Als Donald Trumps Sicherheitsberater John Bolton im Dezember 2018 die neue Afrikastrategie der US-Administration präsentierte, behauptete er, China plane die Übernahme von Staatsbetrieben in Sambia, falls die Regierung in Lusaka ihre Schulden nicht bedienen würde.1 Dieser Vorwurf war kurz zuvor in der Zeitschrift Africa Confidential aufgetaucht. Demnach stehe der staatliche Stromversorger Zesco „in Übernahmeverhandlungen mit einer chinesischen Firma“, sodass man „die Aneignung strategischer Infrastruktur und einen möglichen Verlust staatlicher Souveränität“ befürchten müsse.2
In der Tat ist Sambias Staatsverschuldung seit 2011 dramatisch angewachsen: von 1,9 Milliarden auf fast 10 Milliarden US-Dollar Ende 2018. Damit beläuft sie sich aktuell auf rund 35 Prozent des Bruttoinlandsprodukts. Sambia ist die drittgrößte Volkswirtschaft im südlichen Afrika und der zweitgrößte afrikanische Kupferproduzent. Zugleich ist das Land ein exemplarisches Opfer der „chinesischen Schuldenfalle“, in der gegenwärtig 15 afrikanische Staaten gefangen sind, allen voran die Republik Dschibuti und die Republik Kongo (Kongo-Brazzaville).

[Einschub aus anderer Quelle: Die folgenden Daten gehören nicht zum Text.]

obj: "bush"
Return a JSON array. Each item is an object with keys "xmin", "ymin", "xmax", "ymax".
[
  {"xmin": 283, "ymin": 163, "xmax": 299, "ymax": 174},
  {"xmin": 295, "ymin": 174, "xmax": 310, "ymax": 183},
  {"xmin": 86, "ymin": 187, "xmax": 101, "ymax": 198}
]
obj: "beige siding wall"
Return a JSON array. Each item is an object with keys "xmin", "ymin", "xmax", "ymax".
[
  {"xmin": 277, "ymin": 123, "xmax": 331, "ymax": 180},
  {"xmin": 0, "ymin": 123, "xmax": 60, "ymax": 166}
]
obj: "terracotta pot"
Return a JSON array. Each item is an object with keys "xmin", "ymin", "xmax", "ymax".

Auf dem „Belt & Road“-Forum zur Neuen Seidenstraße, das im April 2018 in Peking stattfand, gab die damalige IWF-Chefin Christine Lagarde zu bedenken: Die chinesische Wirtschaftshilfe für Afrika könne einerseits die nötigen Infrastrukturen finanzieren, andererseits könnten solche Regierungspartnerschaften auch „zu einem problematischen Schuldenwachstum führen“ und damit den Spielraum für andere Ausgaben einengen. Im Frühjahr 2018 verweigerte der IWF der sambischen Regierung eine Anleihe über 1,3 Milliarden Dollar, mit der Begründung, deren Kreditpläne würden „die Schuldentragfähigkeit des Landes auf Dauer beeinträchtigen und die volkswirtschaftliche Stabilität des Landes untergraben“.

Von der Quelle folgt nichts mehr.